The Land of 10,000 Lakes is giving employers hundreds of thousands of reasons not to commit wage theft. Criminal provisions of Minnesota’s new wage theft law — including prison time and fines up to $100,000 — go into effect Aug. 1.
Lawmakers this May passed the measure as part of a larger Omnibus Jobs and Economic Development bill. (Certain provisions in the wage theft portion of the bill went into effect July 1.)
Broadly speaking, Minnesota’s new wage theft law:
- Makes it a felony to intentionally commit wage theft if the total is over $1,000
- Creates more detailed recordkeeping and notice requirements
- Adds funding for state inspection and enforcement of possible wage theft
There are serious penalties for employers who violate Minnesota’s new law. If the wage theft exceeds $35,000, the maximum penalty is $100,000 and/or up to 20 years in prison.

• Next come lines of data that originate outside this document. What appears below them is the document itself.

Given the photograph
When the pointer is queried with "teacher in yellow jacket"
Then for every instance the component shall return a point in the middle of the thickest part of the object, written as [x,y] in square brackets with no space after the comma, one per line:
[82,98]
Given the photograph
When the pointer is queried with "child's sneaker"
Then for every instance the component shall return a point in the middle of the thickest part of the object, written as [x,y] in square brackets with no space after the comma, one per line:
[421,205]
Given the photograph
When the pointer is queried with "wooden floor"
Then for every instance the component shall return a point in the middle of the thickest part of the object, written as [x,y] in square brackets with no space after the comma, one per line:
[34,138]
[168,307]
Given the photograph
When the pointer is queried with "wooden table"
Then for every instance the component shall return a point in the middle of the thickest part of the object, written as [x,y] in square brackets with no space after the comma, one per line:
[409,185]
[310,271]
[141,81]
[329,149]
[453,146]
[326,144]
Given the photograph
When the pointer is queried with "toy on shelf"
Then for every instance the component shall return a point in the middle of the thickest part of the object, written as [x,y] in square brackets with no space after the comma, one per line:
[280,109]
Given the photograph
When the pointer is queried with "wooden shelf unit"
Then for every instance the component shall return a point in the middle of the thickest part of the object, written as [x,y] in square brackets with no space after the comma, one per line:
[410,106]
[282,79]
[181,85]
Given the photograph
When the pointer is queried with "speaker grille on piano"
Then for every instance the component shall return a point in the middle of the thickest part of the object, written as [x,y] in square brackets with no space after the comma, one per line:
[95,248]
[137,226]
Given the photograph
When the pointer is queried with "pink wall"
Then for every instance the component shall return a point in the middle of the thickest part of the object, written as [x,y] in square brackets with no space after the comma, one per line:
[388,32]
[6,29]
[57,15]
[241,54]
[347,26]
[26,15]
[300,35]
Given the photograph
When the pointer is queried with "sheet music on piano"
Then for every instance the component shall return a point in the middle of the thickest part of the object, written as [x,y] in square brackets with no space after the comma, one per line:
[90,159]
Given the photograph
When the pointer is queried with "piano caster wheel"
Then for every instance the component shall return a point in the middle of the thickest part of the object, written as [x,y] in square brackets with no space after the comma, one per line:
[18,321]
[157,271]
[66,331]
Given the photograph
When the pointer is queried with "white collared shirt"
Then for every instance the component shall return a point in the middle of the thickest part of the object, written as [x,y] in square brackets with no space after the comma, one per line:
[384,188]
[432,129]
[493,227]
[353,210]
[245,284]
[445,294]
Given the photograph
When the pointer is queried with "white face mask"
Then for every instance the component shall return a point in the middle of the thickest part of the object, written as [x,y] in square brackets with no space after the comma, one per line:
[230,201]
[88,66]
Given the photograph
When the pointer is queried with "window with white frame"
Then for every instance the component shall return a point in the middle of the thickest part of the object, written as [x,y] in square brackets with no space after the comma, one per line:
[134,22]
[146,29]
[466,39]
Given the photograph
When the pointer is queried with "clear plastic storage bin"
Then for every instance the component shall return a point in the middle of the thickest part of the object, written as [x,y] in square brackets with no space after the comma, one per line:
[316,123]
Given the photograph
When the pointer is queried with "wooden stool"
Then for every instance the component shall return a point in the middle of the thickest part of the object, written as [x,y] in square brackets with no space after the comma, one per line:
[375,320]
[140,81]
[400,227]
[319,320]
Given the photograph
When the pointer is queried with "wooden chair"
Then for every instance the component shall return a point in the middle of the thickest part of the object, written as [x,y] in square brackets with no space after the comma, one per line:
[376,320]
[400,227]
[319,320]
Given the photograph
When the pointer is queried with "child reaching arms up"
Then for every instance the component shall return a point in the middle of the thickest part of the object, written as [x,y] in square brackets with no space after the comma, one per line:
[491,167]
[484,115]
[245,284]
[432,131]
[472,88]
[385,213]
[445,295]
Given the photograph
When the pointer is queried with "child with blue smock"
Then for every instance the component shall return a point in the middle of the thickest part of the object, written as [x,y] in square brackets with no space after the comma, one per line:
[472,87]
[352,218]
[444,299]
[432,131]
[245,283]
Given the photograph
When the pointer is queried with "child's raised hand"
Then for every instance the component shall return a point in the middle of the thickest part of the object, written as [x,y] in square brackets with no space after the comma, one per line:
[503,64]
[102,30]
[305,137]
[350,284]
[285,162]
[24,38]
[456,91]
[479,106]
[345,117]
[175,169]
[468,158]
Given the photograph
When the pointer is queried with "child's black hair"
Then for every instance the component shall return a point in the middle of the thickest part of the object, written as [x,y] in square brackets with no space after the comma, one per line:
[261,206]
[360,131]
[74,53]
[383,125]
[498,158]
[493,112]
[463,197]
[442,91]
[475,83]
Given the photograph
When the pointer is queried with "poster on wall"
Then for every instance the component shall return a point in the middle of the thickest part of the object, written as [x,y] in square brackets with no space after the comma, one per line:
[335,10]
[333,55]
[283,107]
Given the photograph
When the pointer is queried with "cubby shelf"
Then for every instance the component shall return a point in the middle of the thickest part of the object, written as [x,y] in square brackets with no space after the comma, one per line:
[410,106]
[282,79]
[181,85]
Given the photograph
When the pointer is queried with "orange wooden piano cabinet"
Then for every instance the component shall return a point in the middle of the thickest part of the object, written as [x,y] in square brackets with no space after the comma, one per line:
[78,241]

There are many forms of wage theft, including: overtime and “off-the-clock” violations, minimum wage violations, not paying workers the difference between their tips and the legal minimum wage, misclassifying employees and more.
Wage Theft and Employers
While not unique to Minnesota, the expanded recordkeeping requirements under the new wage theft law are stringent for employers. When workers start their employment, the employer must provide, among other information:
- Employee’s employment status and whether an employee is exempt from minimum wage, overtime and other state wage and hour laws, and on what basis
- Number of days in the employee’s pay period and the regularly scheduled payday
- Date the employee will receive the first payment of wages earned
- Employee’s rate or rates of pay and the basis if it, including whether the employee is paid by the hour, shift, day, week, salary, commission, etc.
The impacts of the legislation are already being felt. Just days after portions of the bill went into effect, construction workers in Rochester, Minn., alleged a firm withheld wages on a $40 million city project in 2018.
Find more detailed information on the Minnesota Department of Labor and Industry website.
Wage Theft Happens
As Minnesota gives state departments more power to investigate and punish wage theft, there have been a growing list of laws nationwide aimed at helping workers recoup unpaid earnings.
Wage theft may not garner the headlines of minimum wage, for example, but it is more common than one might imagine. According to a 2017 Economic Policy Institute report, in the 10 most populous states, underpayment of wages is more than $8 billion annually. Also, 17 percent of minimum wage workers, 2.4 million in those 10 states, report being paid less than applicable minimum wage, according to the study.
Yet wage theft extends beyond minimum wage workers. Good Jobs First, a nonprofit Washington, D.C.-based policy resource center, said in a 2018 report that large corporations have paid out billions to resolve wage theft suits, including many white-collar jobs.
Related: 5 Things You Didn’t Know About Wage Theft
Wage Theft Laws
Employment laws continue to grow and change across the country. Wage theft protections are, of course, among them.
At least 10 states now allow workers to put a lien on an employer’s property in connecting with a wage claim, with New York closing in on its own bill. Meanwhile, Colorado this year made wage theft a felony if the amount is more than $2,000.
Combating wage theft (intentional or otherwise) is just part of the compliance matrix for HR and payroll teams. And Minnesota’s new law is good example of the complexities — and seriousness — of navigating this ever-changing landscape.